Quoted for future reference.
Ong, Walter J., SJ. "Breakthrough in Communications." In the Human Grain: Further Explorations of Contemporary Culture. New York: Macmillan, 1967. 1-16.
"The breakthrough from oral communication to script, as we have seen, occurred only around 3500 B.C., and seemingly occurred under the stimulus provided by the need for keeping records as society become more concentrated and highly organized in the urban centers developing at this time on a limited scale. By script we mean a system of writing which in some way represents words, not merely things. Many scripts originate in picture writing and maintain some sort of immediate link with pictures, as Chinese script does. These mark advances, but not the great advance. For pictures do not refer to words as such, but to things. A picture of a bird can elicit any number of words, depending on the language the viewer speaks. The great breakthrough came not with picture-writing but with the alphabet.
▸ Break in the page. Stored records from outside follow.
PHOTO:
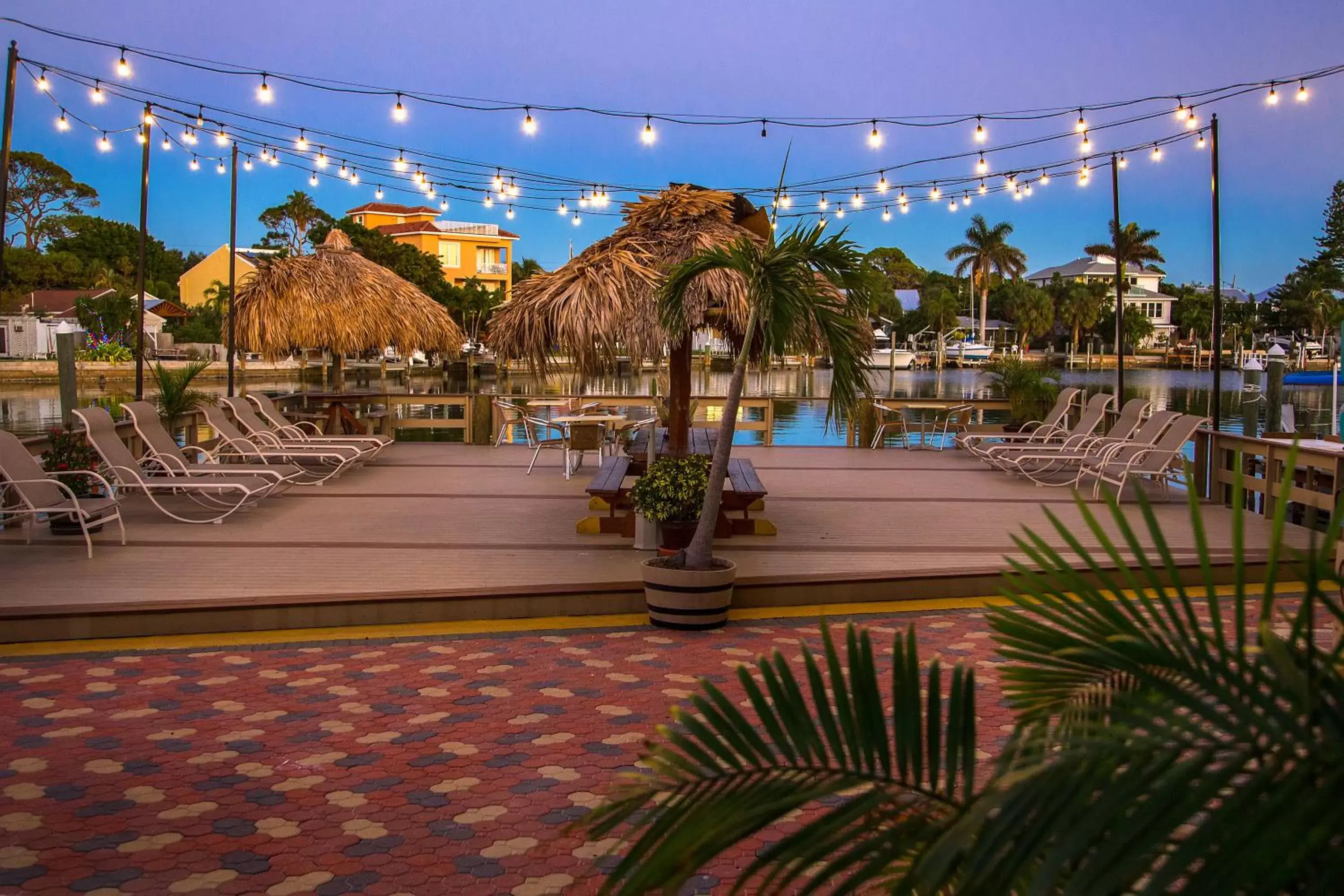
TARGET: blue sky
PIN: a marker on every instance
(752, 58)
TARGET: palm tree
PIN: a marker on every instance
(1129, 246)
(803, 291)
(986, 253)
(1166, 741)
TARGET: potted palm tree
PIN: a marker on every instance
(803, 291)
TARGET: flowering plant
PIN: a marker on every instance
(70, 452)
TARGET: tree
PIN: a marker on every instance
(987, 253)
(801, 291)
(1164, 741)
(288, 225)
(525, 269)
(42, 198)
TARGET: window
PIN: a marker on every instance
(449, 254)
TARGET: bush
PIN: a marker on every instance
(672, 489)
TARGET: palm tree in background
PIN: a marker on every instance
(986, 253)
(1129, 246)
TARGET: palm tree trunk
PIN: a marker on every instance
(699, 555)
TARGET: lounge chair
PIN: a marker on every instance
(1092, 418)
(35, 492)
(1046, 466)
(258, 431)
(220, 496)
(319, 464)
(285, 429)
(1034, 431)
(162, 449)
(1159, 462)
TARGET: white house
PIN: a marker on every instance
(1140, 289)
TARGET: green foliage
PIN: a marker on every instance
(175, 397)
(42, 197)
(672, 489)
(1030, 388)
(68, 450)
(289, 225)
(1167, 738)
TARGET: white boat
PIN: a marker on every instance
(968, 351)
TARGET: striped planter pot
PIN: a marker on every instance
(689, 599)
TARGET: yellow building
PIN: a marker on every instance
(193, 285)
(484, 252)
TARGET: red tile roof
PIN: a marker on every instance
(393, 209)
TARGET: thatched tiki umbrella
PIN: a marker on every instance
(339, 300)
(603, 304)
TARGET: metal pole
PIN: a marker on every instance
(233, 256)
(4, 147)
(140, 267)
(1218, 291)
(1120, 285)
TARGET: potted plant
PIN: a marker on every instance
(807, 293)
(68, 452)
(671, 493)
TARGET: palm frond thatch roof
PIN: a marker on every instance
(339, 300)
(603, 304)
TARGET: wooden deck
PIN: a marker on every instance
(457, 532)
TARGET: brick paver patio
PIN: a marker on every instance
(447, 765)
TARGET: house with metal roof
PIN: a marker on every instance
(1142, 288)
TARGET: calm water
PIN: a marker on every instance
(799, 420)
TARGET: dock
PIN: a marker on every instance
(449, 532)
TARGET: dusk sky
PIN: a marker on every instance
(753, 58)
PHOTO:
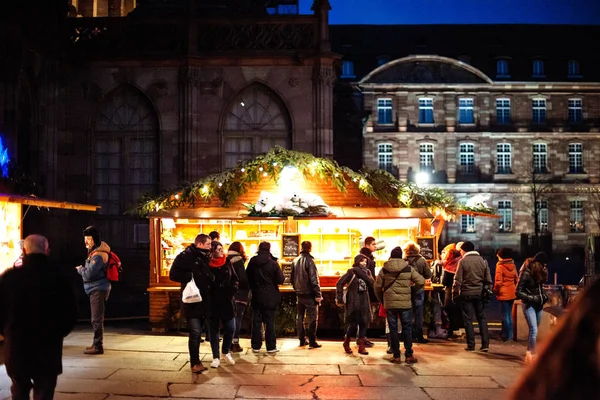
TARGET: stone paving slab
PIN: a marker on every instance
(467, 394)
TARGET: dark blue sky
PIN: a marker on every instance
(461, 11)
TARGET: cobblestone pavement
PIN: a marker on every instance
(137, 366)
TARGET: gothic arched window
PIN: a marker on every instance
(256, 121)
(124, 151)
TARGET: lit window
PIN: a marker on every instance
(574, 69)
(467, 158)
(575, 158)
(575, 111)
(540, 158)
(502, 69)
(538, 68)
(426, 157)
(505, 213)
(503, 111)
(384, 155)
(467, 223)
(503, 158)
(542, 210)
(384, 111)
(348, 69)
(577, 221)
(465, 111)
(538, 110)
(426, 111)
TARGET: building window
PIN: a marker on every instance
(384, 111)
(538, 110)
(426, 111)
(575, 111)
(502, 69)
(426, 157)
(542, 210)
(538, 68)
(467, 223)
(505, 212)
(577, 221)
(348, 69)
(465, 111)
(540, 158)
(575, 158)
(503, 111)
(503, 158)
(384, 155)
(467, 158)
(574, 69)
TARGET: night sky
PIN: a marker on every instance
(461, 11)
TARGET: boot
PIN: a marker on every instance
(347, 348)
(362, 346)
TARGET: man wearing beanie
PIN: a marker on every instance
(471, 276)
(96, 284)
(393, 289)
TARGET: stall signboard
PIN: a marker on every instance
(428, 246)
(291, 245)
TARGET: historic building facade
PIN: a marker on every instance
(512, 124)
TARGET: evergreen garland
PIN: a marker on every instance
(229, 185)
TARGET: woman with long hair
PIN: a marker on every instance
(237, 256)
(222, 309)
(531, 292)
(505, 286)
(568, 366)
(358, 304)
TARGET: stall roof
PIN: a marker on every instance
(337, 213)
(38, 202)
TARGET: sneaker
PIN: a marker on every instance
(93, 350)
(198, 368)
(236, 348)
(229, 359)
(411, 360)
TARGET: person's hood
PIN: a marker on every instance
(395, 265)
(508, 263)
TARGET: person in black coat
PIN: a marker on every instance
(237, 257)
(264, 278)
(37, 310)
(193, 262)
(222, 310)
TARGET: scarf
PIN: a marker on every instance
(217, 262)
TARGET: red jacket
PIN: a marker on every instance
(505, 283)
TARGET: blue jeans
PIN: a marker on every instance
(195, 329)
(406, 321)
(228, 328)
(507, 326)
(418, 299)
(533, 316)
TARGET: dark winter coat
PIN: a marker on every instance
(243, 293)
(528, 290)
(358, 304)
(264, 278)
(222, 290)
(194, 261)
(304, 276)
(37, 310)
(398, 292)
(93, 271)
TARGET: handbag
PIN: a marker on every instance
(191, 293)
(345, 290)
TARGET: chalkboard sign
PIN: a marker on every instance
(291, 245)
(428, 246)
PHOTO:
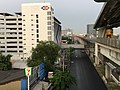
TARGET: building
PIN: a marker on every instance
(11, 34)
(67, 32)
(20, 32)
(107, 47)
(39, 24)
(91, 30)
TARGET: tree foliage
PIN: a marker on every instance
(5, 63)
(62, 80)
(45, 52)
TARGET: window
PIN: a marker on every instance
(20, 37)
(37, 26)
(19, 23)
(2, 38)
(36, 21)
(49, 13)
(11, 46)
(48, 18)
(37, 30)
(49, 33)
(20, 32)
(12, 51)
(37, 40)
(20, 41)
(20, 19)
(20, 51)
(49, 23)
(2, 47)
(20, 28)
(37, 35)
(20, 46)
(49, 38)
(49, 28)
(36, 15)
(11, 37)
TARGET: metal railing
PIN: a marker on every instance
(109, 42)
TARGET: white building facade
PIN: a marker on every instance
(11, 35)
(21, 32)
(38, 24)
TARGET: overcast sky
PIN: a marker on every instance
(74, 14)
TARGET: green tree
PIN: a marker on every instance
(5, 63)
(62, 80)
(45, 52)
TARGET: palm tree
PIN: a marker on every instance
(62, 80)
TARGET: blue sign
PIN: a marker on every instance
(41, 71)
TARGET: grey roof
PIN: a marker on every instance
(11, 75)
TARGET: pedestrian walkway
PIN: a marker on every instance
(85, 73)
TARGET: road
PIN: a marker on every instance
(86, 75)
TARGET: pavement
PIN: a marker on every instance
(41, 85)
(85, 73)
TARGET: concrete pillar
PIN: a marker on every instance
(96, 54)
(107, 72)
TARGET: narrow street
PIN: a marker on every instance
(86, 75)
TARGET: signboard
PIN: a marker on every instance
(28, 71)
(50, 74)
(41, 71)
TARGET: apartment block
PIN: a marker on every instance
(20, 32)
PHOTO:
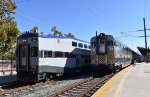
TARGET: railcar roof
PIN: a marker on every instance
(29, 35)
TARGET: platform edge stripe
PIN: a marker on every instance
(120, 86)
(103, 91)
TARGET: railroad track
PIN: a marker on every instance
(83, 88)
(19, 86)
(16, 89)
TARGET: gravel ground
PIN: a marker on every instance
(44, 90)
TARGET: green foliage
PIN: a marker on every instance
(7, 7)
(70, 35)
(8, 27)
(56, 32)
(8, 56)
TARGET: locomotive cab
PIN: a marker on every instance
(27, 58)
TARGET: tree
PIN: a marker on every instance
(8, 27)
(70, 35)
(35, 29)
(60, 34)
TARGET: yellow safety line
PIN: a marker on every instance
(117, 92)
(103, 91)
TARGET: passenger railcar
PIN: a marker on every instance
(108, 53)
(41, 57)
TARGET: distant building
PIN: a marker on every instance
(143, 52)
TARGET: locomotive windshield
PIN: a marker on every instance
(102, 45)
(110, 43)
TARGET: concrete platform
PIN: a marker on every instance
(133, 81)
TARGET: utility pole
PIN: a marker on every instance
(145, 39)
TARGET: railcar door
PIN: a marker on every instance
(24, 57)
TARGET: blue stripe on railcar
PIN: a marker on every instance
(29, 35)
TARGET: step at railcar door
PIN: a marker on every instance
(24, 57)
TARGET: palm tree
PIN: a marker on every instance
(35, 29)
(54, 30)
(60, 33)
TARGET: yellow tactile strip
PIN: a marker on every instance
(103, 91)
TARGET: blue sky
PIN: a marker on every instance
(84, 17)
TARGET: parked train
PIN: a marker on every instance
(41, 57)
(109, 54)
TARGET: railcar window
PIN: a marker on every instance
(85, 46)
(80, 45)
(110, 43)
(23, 51)
(58, 54)
(47, 53)
(34, 51)
(74, 44)
(102, 41)
(89, 46)
(24, 40)
(66, 54)
(71, 55)
(34, 39)
(41, 53)
(93, 44)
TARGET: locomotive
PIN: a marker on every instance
(110, 54)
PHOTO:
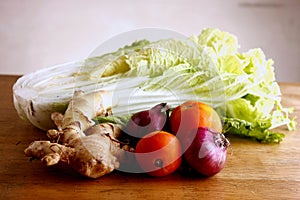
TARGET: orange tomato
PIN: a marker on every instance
(193, 114)
(159, 153)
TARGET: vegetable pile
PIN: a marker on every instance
(241, 86)
(102, 103)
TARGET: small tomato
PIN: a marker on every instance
(159, 153)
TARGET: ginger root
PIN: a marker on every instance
(92, 150)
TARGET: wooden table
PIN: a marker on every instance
(253, 170)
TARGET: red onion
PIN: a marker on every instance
(205, 151)
(144, 122)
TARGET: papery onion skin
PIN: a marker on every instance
(206, 151)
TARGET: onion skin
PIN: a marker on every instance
(206, 151)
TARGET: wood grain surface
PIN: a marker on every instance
(253, 170)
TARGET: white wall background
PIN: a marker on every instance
(40, 33)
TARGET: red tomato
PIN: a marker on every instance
(193, 114)
(159, 153)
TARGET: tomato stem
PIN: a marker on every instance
(158, 163)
"Something of the psychological revolution involved in alphabetic writing came to be sensed from two facts. First, the alphabet came into being only around 1500 B.C., which means that it took around 500,000 years to invent it. Secondly, the alphabet was invented only once: There is, strictly speaking, only one alphabet in the entire world. All alphabets in use or known to ever have been in use -- the Hebrew, Greek, Roman, Cyrillic, Arabic, Sanskrit, Tamil, Korean and all the rest -- trace in one way or another to the alphabet developed, perhaps in some way out of Egyptian hieroglyphic writing, in the Syria-Palestine region" (7).